Pretend someone’s pregnant
Play the pregnancy card—if you’re a woman, blame it on the hormones (assuming your sleek, rock-hard abs won’t betray you). Guys, say you need to get to your in-labor wife. What cop would stop you?
If asked, “Do you know why I stopped you?”—for goodness’ sake, act dumb. True, ignorance is no excuse under the law, but willful disobedience is even worse.
Step 4.
Play the victim
Affect an air of vulnerability and victimhood. End each sentence with “sir” or “officer.” Mumble something about your dad’s bad temper and hint that this will no doubt incite your second beating this week.
Step 5.
Begin blabbering
If all else fails, begin blabbering—as much and as fast as you can. Pretend you’re a professional auctioneer. This has the dual effect of scaring the officer away and tiring him out as he tries to follow along.
The first speeding ticket was issued in Ottawa in 1910 to the Prime Minister of Canada’s wife—for going faster than 10 miles per hour.
Cool video, very practical for many of us out there! Keep up the good work. Norgon - I think Jerry Seinfeld patented that move and it is indeed effective.
You forgot one thing. My favorite stragey is to confuse the cop. Once when I was pulled over the cop asked me where I had been that night and I started to call the places by the names that they were about twenty years ago when I was a kid. The officer was so confuse as to what city I was in that he let me off with a warning.
I think it depends on the cop's personality, and if the department has met their quota for issuing tickets. However, good video and it never hurts to at least try some of the examples used.
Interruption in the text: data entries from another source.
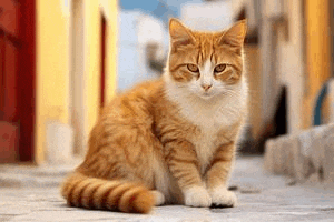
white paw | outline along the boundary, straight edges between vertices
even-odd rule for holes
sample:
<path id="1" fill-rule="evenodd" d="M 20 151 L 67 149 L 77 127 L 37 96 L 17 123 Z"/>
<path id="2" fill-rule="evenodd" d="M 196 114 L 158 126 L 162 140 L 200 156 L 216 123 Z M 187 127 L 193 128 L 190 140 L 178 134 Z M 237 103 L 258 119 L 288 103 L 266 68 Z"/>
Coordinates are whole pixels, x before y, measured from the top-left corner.
<path id="1" fill-rule="evenodd" d="M 236 206 L 237 198 L 234 192 L 228 191 L 225 186 L 212 189 L 209 194 L 213 200 L 213 206 Z"/>
<path id="2" fill-rule="evenodd" d="M 193 186 L 184 192 L 185 204 L 189 206 L 208 208 L 212 205 L 212 198 L 203 186 Z"/>
<path id="3" fill-rule="evenodd" d="M 165 203 L 165 195 L 160 191 L 154 190 L 150 192 L 155 196 L 155 200 L 156 200 L 155 205 L 163 205 Z"/>

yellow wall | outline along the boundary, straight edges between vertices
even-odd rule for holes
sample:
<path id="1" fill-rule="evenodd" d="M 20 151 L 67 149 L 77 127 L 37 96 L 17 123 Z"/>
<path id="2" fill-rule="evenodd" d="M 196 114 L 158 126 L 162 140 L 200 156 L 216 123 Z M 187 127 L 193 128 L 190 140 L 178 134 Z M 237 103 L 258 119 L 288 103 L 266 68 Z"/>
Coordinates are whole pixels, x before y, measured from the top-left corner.
<path id="1" fill-rule="evenodd" d="M 37 0 L 37 109 L 35 161 L 46 160 L 46 123 L 59 120 L 70 124 L 69 113 L 69 70 L 70 70 L 70 6 L 66 1 Z M 68 1 L 70 2 L 70 1 Z M 84 0 L 85 30 L 85 103 L 87 105 L 88 132 L 95 124 L 99 112 L 100 81 L 100 11 L 107 16 L 107 73 L 106 98 L 116 89 L 116 41 L 117 1 Z"/>
<path id="2" fill-rule="evenodd" d="M 307 82 L 302 117 L 303 128 L 310 128 L 318 90 L 330 77 L 330 7 L 327 0 L 306 0 Z"/>
<path id="3" fill-rule="evenodd" d="M 68 123 L 68 18 L 59 0 L 37 0 L 37 163 L 45 160 L 46 122 Z"/>

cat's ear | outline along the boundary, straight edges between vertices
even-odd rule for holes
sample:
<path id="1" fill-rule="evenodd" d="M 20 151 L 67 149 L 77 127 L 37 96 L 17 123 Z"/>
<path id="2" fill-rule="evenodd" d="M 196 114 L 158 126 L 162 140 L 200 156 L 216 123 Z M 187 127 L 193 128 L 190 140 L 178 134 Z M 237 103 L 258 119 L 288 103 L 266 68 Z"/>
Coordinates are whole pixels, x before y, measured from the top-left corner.
<path id="1" fill-rule="evenodd" d="M 170 42 L 175 47 L 195 43 L 191 31 L 175 18 L 169 20 L 169 36 Z"/>
<path id="2" fill-rule="evenodd" d="M 247 21 L 246 19 L 238 21 L 227 31 L 222 33 L 222 37 L 218 40 L 219 44 L 229 44 L 232 47 L 242 47 L 247 31 Z"/>

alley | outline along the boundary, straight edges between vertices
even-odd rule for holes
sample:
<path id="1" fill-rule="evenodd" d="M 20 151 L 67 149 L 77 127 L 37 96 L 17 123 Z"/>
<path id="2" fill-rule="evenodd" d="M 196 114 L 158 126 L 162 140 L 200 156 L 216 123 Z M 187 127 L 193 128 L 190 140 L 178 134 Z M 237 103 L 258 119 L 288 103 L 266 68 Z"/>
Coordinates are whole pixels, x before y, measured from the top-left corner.
<path id="1" fill-rule="evenodd" d="M 264 172 L 262 157 L 239 157 L 230 180 L 239 204 L 230 209 L 179 205 L 150 214 L 126 214 L 68 208 L 58 183 L 71 167 L 0 168 L 0 221 L 333 221 L 334 188 L 294 184 Z M 9 178 L 10 176 L 10 178 Z M 7 182 L 4 182 L 7 181 Z"/>

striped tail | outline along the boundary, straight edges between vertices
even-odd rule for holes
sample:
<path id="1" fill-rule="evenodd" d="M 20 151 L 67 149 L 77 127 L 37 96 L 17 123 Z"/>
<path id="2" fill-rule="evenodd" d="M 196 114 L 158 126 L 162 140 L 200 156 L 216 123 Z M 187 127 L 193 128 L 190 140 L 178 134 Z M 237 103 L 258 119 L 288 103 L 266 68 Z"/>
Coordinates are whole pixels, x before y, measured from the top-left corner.
<path id="1" fill-rule="evenodd" d="M 148 213 L 155 204 L 154 194 L 143 185 L 89 178 L 80 173 L 66 179 L 61 195 L 72 206 L 126 213 Z"/>

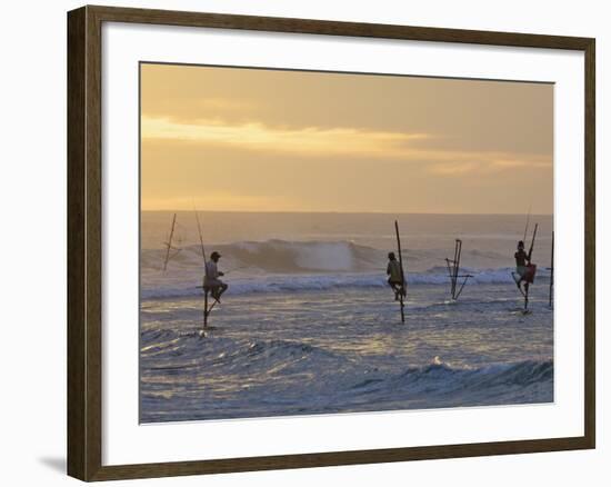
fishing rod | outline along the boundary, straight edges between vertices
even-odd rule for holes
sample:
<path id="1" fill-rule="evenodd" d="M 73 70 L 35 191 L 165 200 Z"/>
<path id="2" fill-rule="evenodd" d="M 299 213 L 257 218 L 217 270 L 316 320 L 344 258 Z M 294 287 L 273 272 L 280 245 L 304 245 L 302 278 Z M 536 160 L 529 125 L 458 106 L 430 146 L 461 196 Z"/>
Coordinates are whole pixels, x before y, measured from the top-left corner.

tell the cop that you just got new tires that are larger than factory, this effects the speedometer, this work very well if you are in a truck in texas
Here's an idea I've always wanted to try. Keep some fake blood from a costume store in your glove compartment. When the cop stops you, grab the fake blood, and put it all over your face to make it look like you have a terrible bloody nose. When the policeman comes up to your car act really sorry but say you were so distracted by this bloody nose that you kind of freaked and were not able to pay attention.
Seems like it would be hard for the guy to issue a ticket at that point if they have any empathy at all.